Da qualche giorno si sente parlare con insistenza di un post pubblicato da Marco Tamberi, padre ed ex allenatore del Campione Olimpico, Mondiale ed Europeo di salto in alto Gianmarco Tamberi, in cui dichiara di essere stato “messo in mezzo a una strada come una pezza da piedi” dal figlio. Post sparito dal profilo Facebook di Tamberi padre dopo una sola ora e in cui si parlava anche di problemi di salute. Alla richiesta di informazioni da parte del Corriere Adriatico, Marco Tamberi ha dichiarato di aver avuto il profilo hackerato da qualcuno che avrebbe anche scritto il post incriminato, una versione che però non ha convinto i tanti appassionati, soprattutto considerando i complessi risvolti della collaborazione agonistica tra padre e figlio.

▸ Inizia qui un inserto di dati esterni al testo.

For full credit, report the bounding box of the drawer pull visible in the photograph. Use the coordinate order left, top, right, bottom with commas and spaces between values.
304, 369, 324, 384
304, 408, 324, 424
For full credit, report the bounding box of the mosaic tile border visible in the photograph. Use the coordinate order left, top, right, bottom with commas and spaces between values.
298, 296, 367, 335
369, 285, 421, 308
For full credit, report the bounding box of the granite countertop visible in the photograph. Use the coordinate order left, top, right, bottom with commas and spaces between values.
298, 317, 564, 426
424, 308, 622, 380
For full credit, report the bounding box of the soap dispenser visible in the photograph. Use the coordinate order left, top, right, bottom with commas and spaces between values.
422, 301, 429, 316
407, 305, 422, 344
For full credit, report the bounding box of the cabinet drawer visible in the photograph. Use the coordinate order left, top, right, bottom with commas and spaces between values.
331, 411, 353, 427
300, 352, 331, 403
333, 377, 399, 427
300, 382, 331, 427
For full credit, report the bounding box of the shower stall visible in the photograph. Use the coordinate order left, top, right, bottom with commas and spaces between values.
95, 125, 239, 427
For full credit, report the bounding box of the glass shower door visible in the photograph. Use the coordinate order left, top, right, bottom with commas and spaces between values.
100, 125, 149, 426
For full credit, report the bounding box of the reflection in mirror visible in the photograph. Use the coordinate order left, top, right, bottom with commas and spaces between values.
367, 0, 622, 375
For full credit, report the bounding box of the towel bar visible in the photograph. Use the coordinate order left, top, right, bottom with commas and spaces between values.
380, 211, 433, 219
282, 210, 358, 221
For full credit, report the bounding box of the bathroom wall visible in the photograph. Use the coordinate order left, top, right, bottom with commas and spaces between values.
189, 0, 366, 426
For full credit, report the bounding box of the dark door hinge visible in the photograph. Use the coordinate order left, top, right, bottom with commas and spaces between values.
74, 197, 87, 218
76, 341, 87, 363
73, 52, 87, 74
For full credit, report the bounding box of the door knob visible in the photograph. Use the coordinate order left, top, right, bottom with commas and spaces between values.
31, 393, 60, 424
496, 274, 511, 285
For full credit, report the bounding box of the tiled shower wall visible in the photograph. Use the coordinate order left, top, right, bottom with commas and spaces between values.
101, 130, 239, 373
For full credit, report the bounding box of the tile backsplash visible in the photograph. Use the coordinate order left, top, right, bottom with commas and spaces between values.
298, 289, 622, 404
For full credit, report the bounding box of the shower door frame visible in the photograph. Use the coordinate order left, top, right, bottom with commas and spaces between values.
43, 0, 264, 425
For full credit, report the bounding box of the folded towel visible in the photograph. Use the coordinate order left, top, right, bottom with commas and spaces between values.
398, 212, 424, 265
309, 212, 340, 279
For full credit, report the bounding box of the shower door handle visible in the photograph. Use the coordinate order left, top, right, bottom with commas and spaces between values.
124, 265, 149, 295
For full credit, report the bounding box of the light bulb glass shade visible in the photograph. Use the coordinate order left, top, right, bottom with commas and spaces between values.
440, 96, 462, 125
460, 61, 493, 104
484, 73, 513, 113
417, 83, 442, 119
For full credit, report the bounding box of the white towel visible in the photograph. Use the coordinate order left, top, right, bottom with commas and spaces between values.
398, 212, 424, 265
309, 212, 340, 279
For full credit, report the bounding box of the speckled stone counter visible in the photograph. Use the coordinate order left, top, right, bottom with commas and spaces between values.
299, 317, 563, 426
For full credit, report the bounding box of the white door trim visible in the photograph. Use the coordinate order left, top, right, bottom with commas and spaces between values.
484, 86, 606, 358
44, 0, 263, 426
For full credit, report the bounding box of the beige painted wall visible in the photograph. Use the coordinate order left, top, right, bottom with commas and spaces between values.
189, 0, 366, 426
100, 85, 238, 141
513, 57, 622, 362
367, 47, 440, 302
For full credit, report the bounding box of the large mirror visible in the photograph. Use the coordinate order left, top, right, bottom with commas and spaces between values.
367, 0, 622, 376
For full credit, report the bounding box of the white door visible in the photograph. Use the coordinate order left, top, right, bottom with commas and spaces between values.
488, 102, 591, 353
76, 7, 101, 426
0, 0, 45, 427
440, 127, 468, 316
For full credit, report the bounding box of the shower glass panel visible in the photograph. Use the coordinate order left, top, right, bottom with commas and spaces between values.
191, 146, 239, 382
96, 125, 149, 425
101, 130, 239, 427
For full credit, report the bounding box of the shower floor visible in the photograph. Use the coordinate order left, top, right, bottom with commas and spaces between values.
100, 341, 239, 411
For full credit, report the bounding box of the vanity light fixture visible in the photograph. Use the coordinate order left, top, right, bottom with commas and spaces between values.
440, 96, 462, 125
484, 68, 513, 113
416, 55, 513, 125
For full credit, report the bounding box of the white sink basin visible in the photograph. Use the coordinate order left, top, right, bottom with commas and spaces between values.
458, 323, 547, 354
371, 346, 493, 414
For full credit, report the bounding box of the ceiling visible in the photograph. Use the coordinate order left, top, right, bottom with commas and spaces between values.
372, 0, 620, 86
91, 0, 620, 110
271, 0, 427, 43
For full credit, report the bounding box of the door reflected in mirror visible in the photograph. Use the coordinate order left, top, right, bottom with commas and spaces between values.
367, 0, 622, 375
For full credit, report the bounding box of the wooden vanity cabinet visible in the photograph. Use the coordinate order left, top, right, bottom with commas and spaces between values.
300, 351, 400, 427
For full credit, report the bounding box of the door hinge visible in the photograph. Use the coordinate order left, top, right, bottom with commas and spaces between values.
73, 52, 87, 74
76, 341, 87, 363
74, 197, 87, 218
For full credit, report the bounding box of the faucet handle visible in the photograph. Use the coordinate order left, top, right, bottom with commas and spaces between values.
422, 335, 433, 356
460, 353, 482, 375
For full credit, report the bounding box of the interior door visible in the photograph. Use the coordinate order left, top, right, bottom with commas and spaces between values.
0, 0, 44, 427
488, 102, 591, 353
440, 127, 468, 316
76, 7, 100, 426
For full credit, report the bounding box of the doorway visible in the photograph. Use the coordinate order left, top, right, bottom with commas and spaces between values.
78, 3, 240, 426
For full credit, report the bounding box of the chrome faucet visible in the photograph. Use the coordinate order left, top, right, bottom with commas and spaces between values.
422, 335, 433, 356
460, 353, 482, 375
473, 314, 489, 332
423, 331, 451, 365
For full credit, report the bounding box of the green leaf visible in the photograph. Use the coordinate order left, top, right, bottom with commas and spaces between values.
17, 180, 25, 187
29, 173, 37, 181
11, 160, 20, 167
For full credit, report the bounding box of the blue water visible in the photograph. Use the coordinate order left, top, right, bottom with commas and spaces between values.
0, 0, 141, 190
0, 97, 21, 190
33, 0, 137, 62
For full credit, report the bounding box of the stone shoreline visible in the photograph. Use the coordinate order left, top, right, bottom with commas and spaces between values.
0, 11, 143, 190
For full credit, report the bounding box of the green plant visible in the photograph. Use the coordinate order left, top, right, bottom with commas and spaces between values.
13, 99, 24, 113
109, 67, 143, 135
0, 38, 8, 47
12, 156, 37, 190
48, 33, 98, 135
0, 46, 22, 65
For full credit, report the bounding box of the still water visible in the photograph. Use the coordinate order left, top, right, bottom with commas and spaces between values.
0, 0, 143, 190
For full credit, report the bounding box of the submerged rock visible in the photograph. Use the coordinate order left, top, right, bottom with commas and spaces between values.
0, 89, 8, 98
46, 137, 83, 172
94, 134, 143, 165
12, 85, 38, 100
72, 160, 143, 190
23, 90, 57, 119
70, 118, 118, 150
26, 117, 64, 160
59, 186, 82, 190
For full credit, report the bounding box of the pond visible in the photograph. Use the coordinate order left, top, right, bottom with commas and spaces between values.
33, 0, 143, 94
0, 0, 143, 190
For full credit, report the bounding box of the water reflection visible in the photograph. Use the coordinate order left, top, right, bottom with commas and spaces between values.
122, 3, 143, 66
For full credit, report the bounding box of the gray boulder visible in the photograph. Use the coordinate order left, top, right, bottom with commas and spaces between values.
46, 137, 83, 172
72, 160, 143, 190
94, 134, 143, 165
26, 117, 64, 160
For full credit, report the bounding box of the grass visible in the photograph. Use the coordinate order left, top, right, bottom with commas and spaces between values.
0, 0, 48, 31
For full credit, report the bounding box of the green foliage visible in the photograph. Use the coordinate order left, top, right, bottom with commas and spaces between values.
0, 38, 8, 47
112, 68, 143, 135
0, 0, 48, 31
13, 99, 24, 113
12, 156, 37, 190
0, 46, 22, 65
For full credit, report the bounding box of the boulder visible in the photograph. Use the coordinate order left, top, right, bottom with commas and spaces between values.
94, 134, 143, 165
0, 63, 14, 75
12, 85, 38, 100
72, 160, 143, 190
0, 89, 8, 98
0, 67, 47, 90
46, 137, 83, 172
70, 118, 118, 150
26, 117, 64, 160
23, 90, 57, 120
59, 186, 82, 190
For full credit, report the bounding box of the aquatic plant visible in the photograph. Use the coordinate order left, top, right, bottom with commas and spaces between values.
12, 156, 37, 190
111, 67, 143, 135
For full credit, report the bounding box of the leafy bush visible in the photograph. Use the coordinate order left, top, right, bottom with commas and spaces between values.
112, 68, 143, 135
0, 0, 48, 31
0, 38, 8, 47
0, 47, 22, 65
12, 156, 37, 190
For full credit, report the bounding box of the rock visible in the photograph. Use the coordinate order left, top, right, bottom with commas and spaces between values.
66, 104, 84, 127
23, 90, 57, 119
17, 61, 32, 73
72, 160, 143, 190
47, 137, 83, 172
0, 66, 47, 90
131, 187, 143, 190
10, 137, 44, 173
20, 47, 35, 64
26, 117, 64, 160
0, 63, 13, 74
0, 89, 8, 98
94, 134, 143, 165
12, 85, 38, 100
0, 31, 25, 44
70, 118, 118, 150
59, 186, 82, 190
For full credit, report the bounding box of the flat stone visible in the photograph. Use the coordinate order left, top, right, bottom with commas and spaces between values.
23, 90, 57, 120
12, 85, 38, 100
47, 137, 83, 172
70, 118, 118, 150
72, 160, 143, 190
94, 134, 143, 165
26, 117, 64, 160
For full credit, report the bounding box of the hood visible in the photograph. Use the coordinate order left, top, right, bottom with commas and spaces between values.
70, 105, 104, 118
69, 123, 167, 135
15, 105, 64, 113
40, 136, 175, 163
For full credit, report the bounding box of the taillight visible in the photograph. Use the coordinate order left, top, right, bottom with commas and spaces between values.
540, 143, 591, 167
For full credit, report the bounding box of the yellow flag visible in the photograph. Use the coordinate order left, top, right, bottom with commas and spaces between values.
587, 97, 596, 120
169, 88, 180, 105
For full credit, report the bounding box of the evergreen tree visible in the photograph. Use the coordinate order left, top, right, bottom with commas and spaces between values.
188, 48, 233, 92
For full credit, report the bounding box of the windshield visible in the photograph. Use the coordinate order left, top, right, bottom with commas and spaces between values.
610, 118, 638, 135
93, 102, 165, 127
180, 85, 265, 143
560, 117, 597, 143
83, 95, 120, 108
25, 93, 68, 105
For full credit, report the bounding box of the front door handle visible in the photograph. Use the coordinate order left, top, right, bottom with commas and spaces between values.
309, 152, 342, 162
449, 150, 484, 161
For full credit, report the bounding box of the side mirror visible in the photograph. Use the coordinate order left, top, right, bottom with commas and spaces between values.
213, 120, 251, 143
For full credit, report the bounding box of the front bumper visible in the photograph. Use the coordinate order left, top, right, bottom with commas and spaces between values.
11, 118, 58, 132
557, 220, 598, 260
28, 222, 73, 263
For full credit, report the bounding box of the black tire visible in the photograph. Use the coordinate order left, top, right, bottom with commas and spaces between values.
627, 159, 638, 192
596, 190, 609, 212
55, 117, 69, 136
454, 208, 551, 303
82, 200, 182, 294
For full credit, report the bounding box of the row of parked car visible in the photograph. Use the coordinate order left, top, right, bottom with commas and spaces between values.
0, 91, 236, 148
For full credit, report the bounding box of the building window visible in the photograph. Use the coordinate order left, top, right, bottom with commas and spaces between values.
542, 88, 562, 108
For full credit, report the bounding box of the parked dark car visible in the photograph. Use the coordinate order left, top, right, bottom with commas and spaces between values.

Gianmarco Tamberi ha sempre parlato del rapporto con il padre-allenatore, che si è rotto molto prima delle Olimpiadi di Tokyo ma che entrambi hanno deciso di tenere in qualche modo ancora "incollato" per poter raggiungere il titolo di “campione di tutto”. Poi la rottura definitiva avvenuta due anni fa, momento in cui i due hanno anche cessato di parlarsi, pur mantenendo Gianmarco la porta aperta al padre e dedicando anche a lui la vittoria ai Mondiali di Budapest.
Questa nuova vicenda legata al rapporto problematico tra i due fa sorgere nuovamente una domanda: è una buona idea quella di farsi allenare da un familiare? Guardando la situazione italiana sono in tanti gli atleti che hanno scelto di farsi allenare dai propri genitori; alcuni hanno ottenuto risultati eccellenti, come Filippo Tortu e suo padre Salvino, Larissa Iapichino e Gianni Iapichino o Nadia Battocletti e Giuliano Battocletti, altri invece hanno raggiunto ottimi risultati e poi hanno capito che la squadra non funzionava più ed hanno cambiato allenatore, come Andrew Howe e René Felton.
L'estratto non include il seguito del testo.